Updating this issue as part of I18N's regular clean-up cycle. There is now a definition in the spec:
https://w3c.github.io/input-events/#definitions
This defines "character" as:
A character is an extended grapheme cluster. [UAX29]
I'm not sure that this is what is intended, given that some input events (backwards deletion, certain cursoring operations) may be on a code point basis. This needs a read-through to determine. In addition, it looks like we owe some text based on a meeting at TPAC. I'll update our tracking issue to needs attention and add it to our action list.
@aphillips See also previous discussion here: https://github.com/w3c/input-events/issues/71#issuecomment-399820566 .
@johanneswilm I didn't really re-read Input Events this morning when making comments--relying on memory can thus be tricky. Cursoring/selection changes are something I know we've talked about somewhere, but perhaps not in input events :-)
For backward deletion without an IME, yes: generally speaking backwards deletion works on a code point basis. Try a sequence like U+0061 U+0300 (à). Even simple editors like Notepad will delete the accent separately from the base letter when using backspace (even though you cannot select them separately). This is, of course, only true for denormalized input. U+00E0 (à) deletes as a single code point.
Languages such as the Indic ones that rely/require combining marks depend on this behavior for users to be able to correct typos. Of course, some of these also use IMEs.
@aphillips You are right, but after rereading that discussion, I believe we were aware of this difference at the time we included the definition. We only use the definition of "character" for the "insertTranspose" input type, in which case it really is switching two characters and it's not ever on code point basis.
But I might be wrong. At any rate, I think the last we officially heard was that we would receive a PR from @r12a so if we can get that now, that would be preferable.
@johanneswilm I'm working on getting that PR (or at least evaluating if more work is needed) from I18N (probably @r12a or I) but I think it'll probably be at least a few days while we remind ourselves of where we left this. Transpositioning of characters should be done on a grapheme cluster basis for sure. Stay tuned.

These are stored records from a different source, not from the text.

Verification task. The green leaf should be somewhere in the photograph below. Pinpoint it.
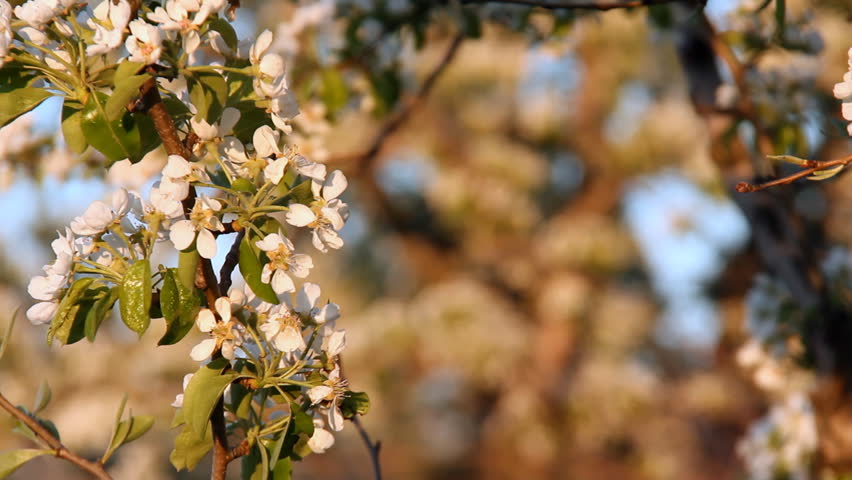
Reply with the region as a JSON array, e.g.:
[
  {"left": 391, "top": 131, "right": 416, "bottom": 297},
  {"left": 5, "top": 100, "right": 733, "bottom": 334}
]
[
  {"left": 340, "top": 392, "right": 370, "bottom": 418},
  {"left": 62, "top": 98, "right": 89, "bottom": 154},
  {"left": 0, "top": 306, "right": 21, "bottom": 358},
  {"left": 320, "top": 68, "right": 349, "bottom": 115},
  {"left": 0, "top": 88, "right": 53, "bottom": 127},
  {"left": 0, "top": 448, "right": 53, "bottom": 478},
  {"left": 207, "top": 17, "right": 239, "bottom": 51},
  {"left": 33, "top": 380, "right": 53, "bottom": 414},
  {"left": 234, "top": 102, "right": 273, "bottom": 143},
  {"left": 101, "top": 415, "right": 154, "bottom": 463},
  {"left": 80, "top": 92, "right": 160, "bottom": 166},
  {"left": 240, "top": 444, "right": 263, "bottom": 480},
  {"left": 231, "top": 177, "right": 257, "bottom": 193},
  {"left": 240, "top": 232, "right": 279, "bottom": 305},
  {"left": 104, "top": 74, "right": 151, "bottom": 122},
  {"left": 187, "top": 72, "right": 228, "bottom": 123},
  {"left": 84, "top": 287, "right": 119, "bottom": 342},
  {"left": 272, "top": 457, "right": 293, "bottom": 480},
  {"left": 169, "top": 425, "right": 213, "bottom": 471},
  {"left": 183, "top": 358, "right": 241, "bottom": 437},
  {"left": 369, "top": 70, "right": 402, "bottom": 114},
  {"left": 47, "top": 277, "right": 95, "bottom": 345},
  {"left": 118, "top": 258, "right": 151, "bottom": 336},
  {"left": 177, "top": 246, "right": 198, "bottom": 289},
  {"left": 0, "top": 67, "right": 38, "bottom": 93},
  {"left": 157, "top": 268, "right": 201, "bottom": 345}
]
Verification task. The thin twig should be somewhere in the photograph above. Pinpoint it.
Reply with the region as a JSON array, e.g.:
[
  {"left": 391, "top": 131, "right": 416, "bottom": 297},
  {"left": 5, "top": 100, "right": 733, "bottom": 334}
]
[
  {"left": 351, "top": 415, "right": 382, "bottom": 480},
  {"left": 736, "top": 155, "right": 852, "bottom": 193},
  {"left": 328, "top": 32, "right": 464, "bottom": 170},
  {"left": 0, "top": 393, "right": 112, "bottom": 480},
  {"left": 219, "top": 229, "right": 246, "bottom": 295},
  {"left": 140, "top": 77, "right": 230, "bottom": 480},
  {"left": 462, "top": 0, "right": 698, "bottom": 11}
]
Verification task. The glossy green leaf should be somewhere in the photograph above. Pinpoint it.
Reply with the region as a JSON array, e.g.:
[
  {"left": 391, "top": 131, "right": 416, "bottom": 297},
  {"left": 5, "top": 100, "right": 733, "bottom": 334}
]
[
  {"left": 340, "top": 392, "right": 370, "bottom": 418},
  {"left": 104, "top": 74, "right": 151, "bottom": 122},
  {"left": 272, "top": 457, "right": 293, "bottom": 480},
  {"left": 157, "top": 268, "right": 201, "bottom": 345},
  {"left": 118, "top": 258, "right": 151, "bottom": 336},
  {"left": 101, "top": 415, "right": 154, "bottom": 462},
  {"left": 207, "top": 17, "right": 239, "bottom": 50},
  {"left": 187, "top": 72, "right": 228, "bottom": 122},
  {"left": 320, "top": 68, "right": 349, "bottom": 114},
  {"left": 84, "top": 287, "right": 119, "bottom": 342},
  {"left": 169, "top": 425, "right": 213, "bottom": 471},
  {"left": 177, "top": 246, "right": 198, "bottom": 289},
  {"left": 240, "top": 233, "right": 279, "bottom": 305},
  {"left": 0, "top": 88, "right": 53, "bottom": 127},
  {"left": 0, "top": 307, "right": 21, "bottom": 358},
  {"left": 80, "top": 92, "right": 160, "bottom": 165},
  {"left": 47, "top": 277, "right": 94, "bottom": 345},
  {"left": 0, "top": 448, "right": 53, "bottom": 478},
  {"left": 183, "top": 358, "right": 240, "bottom": 437},
  {"left": 62, "top": 99, "right": 89, "bottom": 154}
]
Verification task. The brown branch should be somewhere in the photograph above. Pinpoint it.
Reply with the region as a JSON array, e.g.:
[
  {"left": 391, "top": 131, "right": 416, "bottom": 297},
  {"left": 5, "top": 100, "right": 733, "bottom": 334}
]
[
  {"left": 350, "top": 415, "right": 382, "bottom": 480},
  {"left": 219, "top": 229, "right": 246, "bottom": 295},
  {"left": 328, "top": 32, "right": 464, "bottom": 171},
  {"left": 228, "top": 439, "right": 251, "bottom": 462},
  {"left": 736, "top": 155, "right": 852, "bottom": 193},
  {"left": 701, "top": 16, "right": 774, "bottom": 155},
  {"left": 462, "top": 0, "right": 692, "bottom": 11},
  {"left": 140, "top": 77, "right": 230, "bottom": 480},
  {"left": 0, "top": 393, "right": 112, "bottom": 480}
]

Reviewing this today (2022-03-07) it appears we didn't put in a PR. I have reviewed the current WD: @johanneswilm's description is correct. The term character is only used once in the document, in the insertTranspose
function.
The I18N WG is admittedly pedantic about character encoding jargon. In this case, the meaning of "character" is intended to be a "user-perceived character", aka a grapheme or grapheme cluster. I would suggest:
Remove the definition of character
from the Terminology section, since it is only used on the one time in the entire document. This will avoid future revisions accidentally using the term in a different way.
Replace the term 'character' in insertTranspose
with the term grapheme
, linking from the [I18N-GLOSSARY]. (We created the I18N glossary since the last comments on this thread and it's specref referenceable)
Would you prefer a PR for this?
[from Addison Phillips]
https://w3c.github.io/input-events/#interface-InputEvent-Attributes
In section 5.1.2 there are multiple places where the term "character" is used without definition. It would be better to clearly define this to mean a Unicode code point.